To Falls Lt. Nelson Whitney, such an outreach program makes sense. Fatal overdoses in Falls nearly doubled, from 14 to 25, between 2015 and last year, he said, and the department averages six to eight overdose calls a month. The department is among the ones where officers carry both nasal and auto-injected naloxone.
Pennsylvania is among the states hardest hit by the opioid epidemic, particularly the southeastern region that includes Philadelphia and its suburbs, according to federal Drug Enforcement Agency data.
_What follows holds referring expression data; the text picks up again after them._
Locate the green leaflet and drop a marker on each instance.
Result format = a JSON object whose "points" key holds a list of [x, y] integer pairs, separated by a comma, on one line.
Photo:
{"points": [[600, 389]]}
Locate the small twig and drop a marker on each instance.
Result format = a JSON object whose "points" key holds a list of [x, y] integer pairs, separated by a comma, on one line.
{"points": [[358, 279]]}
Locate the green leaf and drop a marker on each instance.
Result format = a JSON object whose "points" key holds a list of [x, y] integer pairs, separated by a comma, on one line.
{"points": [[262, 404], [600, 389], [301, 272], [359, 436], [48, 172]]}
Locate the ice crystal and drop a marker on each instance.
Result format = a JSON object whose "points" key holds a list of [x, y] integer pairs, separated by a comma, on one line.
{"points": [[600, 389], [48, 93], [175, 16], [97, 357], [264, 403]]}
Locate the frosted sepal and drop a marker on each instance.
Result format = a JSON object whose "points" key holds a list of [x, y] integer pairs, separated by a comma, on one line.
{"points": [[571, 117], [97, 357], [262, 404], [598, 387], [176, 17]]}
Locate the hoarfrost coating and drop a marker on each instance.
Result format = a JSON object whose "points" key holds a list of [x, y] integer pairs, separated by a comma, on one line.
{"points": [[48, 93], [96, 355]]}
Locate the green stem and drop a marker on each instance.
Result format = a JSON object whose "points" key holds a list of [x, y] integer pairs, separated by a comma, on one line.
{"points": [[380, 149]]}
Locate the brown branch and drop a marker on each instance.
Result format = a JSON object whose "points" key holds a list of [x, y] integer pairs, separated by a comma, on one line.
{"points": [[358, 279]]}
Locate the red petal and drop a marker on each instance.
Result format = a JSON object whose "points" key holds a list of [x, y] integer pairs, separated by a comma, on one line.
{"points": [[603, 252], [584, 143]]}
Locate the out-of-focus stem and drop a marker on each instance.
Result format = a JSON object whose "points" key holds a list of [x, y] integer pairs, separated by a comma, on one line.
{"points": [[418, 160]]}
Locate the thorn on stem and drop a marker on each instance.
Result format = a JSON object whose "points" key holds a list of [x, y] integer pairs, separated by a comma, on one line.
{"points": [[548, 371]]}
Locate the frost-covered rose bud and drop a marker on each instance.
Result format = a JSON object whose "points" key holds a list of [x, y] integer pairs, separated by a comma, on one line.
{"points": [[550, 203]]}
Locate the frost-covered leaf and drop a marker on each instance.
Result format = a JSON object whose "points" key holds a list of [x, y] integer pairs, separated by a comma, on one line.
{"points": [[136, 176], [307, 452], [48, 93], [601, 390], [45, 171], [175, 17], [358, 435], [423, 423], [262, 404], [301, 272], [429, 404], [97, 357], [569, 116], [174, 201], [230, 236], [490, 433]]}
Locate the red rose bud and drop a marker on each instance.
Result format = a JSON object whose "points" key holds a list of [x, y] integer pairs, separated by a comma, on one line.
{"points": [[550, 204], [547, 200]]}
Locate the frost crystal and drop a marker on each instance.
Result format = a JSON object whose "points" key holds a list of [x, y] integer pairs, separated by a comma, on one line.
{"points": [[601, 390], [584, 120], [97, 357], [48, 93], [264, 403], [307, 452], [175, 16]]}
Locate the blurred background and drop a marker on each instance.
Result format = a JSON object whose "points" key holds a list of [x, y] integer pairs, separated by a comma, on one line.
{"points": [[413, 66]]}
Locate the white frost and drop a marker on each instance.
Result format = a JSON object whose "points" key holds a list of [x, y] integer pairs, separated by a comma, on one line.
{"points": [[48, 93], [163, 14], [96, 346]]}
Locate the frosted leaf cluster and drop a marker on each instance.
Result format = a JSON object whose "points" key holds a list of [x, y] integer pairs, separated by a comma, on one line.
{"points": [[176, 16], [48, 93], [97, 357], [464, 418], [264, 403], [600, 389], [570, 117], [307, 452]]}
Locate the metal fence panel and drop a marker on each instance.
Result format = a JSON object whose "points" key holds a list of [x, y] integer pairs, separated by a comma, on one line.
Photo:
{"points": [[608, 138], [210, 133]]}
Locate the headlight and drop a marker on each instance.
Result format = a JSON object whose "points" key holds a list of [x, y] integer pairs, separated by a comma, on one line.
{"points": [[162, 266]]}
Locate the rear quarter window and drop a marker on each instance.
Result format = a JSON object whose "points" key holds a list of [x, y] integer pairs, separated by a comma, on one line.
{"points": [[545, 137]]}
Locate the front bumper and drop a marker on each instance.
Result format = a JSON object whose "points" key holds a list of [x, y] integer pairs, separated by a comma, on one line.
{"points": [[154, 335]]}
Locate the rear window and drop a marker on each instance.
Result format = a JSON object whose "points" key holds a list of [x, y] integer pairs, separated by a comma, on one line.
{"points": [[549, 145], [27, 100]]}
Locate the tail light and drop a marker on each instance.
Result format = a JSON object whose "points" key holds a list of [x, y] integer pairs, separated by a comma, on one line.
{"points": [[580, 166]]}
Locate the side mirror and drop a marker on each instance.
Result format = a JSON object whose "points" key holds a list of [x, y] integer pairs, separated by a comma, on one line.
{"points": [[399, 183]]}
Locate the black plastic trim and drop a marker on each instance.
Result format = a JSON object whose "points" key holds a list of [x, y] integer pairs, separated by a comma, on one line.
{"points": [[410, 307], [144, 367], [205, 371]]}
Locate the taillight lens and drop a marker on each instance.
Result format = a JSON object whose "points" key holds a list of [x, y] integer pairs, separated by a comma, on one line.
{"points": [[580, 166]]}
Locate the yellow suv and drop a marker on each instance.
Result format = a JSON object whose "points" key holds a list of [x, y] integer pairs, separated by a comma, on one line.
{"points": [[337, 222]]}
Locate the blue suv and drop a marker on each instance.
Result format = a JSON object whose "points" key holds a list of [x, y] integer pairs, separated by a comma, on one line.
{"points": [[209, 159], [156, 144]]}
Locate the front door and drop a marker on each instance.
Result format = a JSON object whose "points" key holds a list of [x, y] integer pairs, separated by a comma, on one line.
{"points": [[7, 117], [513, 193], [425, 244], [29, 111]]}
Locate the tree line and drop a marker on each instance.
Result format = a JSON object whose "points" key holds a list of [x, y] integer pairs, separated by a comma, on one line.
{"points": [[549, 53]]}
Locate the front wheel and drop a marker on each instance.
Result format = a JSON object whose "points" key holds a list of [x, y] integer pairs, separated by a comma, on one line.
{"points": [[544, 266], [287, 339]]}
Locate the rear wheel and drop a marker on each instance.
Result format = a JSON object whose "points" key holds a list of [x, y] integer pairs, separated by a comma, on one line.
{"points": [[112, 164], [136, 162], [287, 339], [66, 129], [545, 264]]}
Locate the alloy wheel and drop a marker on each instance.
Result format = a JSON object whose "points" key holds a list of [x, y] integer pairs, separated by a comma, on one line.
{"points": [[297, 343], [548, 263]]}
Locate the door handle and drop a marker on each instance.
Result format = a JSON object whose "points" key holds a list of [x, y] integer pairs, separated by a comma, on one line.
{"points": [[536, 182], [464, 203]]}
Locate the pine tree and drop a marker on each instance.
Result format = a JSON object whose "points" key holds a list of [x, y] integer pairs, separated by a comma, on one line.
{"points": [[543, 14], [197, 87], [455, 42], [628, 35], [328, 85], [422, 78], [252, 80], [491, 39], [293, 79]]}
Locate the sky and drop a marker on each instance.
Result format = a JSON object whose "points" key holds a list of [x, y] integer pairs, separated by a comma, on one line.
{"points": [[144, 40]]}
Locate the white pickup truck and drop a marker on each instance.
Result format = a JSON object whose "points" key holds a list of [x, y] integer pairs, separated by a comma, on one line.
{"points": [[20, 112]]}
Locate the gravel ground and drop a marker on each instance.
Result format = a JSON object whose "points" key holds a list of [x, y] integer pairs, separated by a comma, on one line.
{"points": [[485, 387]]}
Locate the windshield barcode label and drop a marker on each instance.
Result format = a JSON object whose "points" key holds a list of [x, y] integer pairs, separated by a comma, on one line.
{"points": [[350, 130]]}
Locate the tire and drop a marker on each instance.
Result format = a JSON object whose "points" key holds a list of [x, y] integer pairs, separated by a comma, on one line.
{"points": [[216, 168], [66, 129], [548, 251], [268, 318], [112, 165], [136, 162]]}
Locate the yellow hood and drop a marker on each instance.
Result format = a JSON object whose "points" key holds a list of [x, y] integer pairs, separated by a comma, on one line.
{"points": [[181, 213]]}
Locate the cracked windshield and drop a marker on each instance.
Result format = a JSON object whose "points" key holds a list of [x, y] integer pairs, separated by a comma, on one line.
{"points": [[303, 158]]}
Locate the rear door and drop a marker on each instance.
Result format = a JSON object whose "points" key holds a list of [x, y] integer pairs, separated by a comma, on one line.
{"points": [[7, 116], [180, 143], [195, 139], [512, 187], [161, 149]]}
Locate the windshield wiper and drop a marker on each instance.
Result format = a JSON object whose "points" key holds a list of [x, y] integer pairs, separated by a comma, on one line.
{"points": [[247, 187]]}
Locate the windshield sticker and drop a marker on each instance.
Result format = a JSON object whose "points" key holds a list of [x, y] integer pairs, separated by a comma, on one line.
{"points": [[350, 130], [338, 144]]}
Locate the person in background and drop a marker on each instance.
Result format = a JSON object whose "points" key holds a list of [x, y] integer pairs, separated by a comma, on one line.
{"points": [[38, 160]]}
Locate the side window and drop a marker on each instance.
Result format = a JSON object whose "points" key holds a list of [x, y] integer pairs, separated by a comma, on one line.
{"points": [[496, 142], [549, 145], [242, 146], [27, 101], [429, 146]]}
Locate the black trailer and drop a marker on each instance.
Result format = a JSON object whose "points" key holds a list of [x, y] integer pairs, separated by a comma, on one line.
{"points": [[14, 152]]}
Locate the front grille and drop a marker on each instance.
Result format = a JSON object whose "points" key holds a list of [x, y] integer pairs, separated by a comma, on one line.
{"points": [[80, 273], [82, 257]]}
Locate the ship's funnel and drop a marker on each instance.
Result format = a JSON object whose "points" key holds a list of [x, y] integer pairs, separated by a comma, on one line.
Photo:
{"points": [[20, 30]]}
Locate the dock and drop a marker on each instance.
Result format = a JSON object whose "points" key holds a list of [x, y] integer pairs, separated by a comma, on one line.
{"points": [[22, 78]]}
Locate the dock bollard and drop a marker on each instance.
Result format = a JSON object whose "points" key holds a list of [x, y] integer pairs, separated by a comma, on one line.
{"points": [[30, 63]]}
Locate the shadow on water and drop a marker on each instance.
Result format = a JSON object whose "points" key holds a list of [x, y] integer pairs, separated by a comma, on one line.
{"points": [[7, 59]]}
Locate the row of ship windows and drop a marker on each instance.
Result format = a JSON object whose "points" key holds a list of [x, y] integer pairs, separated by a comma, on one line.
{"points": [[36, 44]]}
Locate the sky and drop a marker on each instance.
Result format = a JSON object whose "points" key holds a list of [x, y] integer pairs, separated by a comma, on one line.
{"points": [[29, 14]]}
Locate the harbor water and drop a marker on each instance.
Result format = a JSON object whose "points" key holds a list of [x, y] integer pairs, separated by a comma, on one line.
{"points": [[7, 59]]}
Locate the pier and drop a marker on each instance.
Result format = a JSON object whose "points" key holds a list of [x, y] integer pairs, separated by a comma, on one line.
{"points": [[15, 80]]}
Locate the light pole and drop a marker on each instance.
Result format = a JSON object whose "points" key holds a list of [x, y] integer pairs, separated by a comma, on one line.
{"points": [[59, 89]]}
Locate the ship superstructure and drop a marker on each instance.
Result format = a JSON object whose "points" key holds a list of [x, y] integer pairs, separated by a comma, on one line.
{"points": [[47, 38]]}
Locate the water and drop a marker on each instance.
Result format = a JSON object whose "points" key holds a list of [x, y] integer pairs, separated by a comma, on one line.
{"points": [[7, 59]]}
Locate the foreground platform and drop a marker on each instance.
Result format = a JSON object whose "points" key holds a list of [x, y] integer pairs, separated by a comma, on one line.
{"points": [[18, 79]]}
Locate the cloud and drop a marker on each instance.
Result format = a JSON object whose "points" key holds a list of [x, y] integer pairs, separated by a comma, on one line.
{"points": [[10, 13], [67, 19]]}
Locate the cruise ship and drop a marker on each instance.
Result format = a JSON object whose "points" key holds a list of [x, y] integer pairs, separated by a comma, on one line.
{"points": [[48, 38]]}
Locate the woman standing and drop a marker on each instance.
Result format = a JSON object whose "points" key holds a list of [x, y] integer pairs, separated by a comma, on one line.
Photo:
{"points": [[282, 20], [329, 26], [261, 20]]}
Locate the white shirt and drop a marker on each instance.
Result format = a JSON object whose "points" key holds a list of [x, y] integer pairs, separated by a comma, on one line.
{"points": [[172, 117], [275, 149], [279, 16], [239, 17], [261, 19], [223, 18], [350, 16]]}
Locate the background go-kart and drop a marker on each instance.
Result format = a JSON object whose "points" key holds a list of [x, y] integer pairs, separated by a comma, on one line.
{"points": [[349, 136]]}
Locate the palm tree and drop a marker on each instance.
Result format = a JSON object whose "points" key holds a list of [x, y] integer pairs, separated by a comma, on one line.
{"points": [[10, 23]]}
More than 3,300 people in the state died of drug overdoses in 2015, a 23 percent increase over the prior year, according to DEA data. At least one opioid was present in toxicology results in about eight of every 10 of those deaths, according to the DEA.
Locally, coroners in Bucks and Montgomery counties each reported record-high numbers of accidental drug overdose deaths last year, mostly attributed to opioids.
Nearly half of the 254 Montgomery County coroner cases in the first six months of 2016 were drug overdoses, and opioids were present in 90 percent of those cases. In Bucks County, 140 of the 683 cases the coroner’s office handled through late December involved drug overdoses, with opioids present in at least 75 percent of cases. Toxicology is pending on another 30 cases.
Bucks County Coroner Dr. Joseph Campbell said black market fentanyl that is showing up in overdose toxicology reports is stronger than anything he has ever seen. Fentanyl is a synthetic opioid that is similar to morphine, but many times stronger than heroin and requires higher doses of naloxone to reverse an overdose.  
"I don't think there is enough Narcan being carried on the street to keep them from dying (from fentanyl),” Campbell said. “It kills and it kills quick.”
Opioid overdoses are keeping police busy in many communities.   
Some weeks, Falls' Pinto said he responds to an overdose call every night.  
“This is the worst I’ve ever seen,” he said. “It’s so prevalent.”
That's why Pinto said he carries two doses of naloxone on every shift -- and some nights he uses both before the end of his shift.
Often, after reversing an overdose, Pinto finds himself trying to convince the person that death was narrowly averted. The typical reaction is denial. “Most of them don’t believe it,” he said.
Family and friends of people whose overdose was reversed are always extremely appreciative, the officer said. The people he saves, though, rarely offer their thanks, including the 21-year-old woman in the hotel room.
“Few and far between," was how Pinto described the times he's thanked by people whose overdoses he's reversed.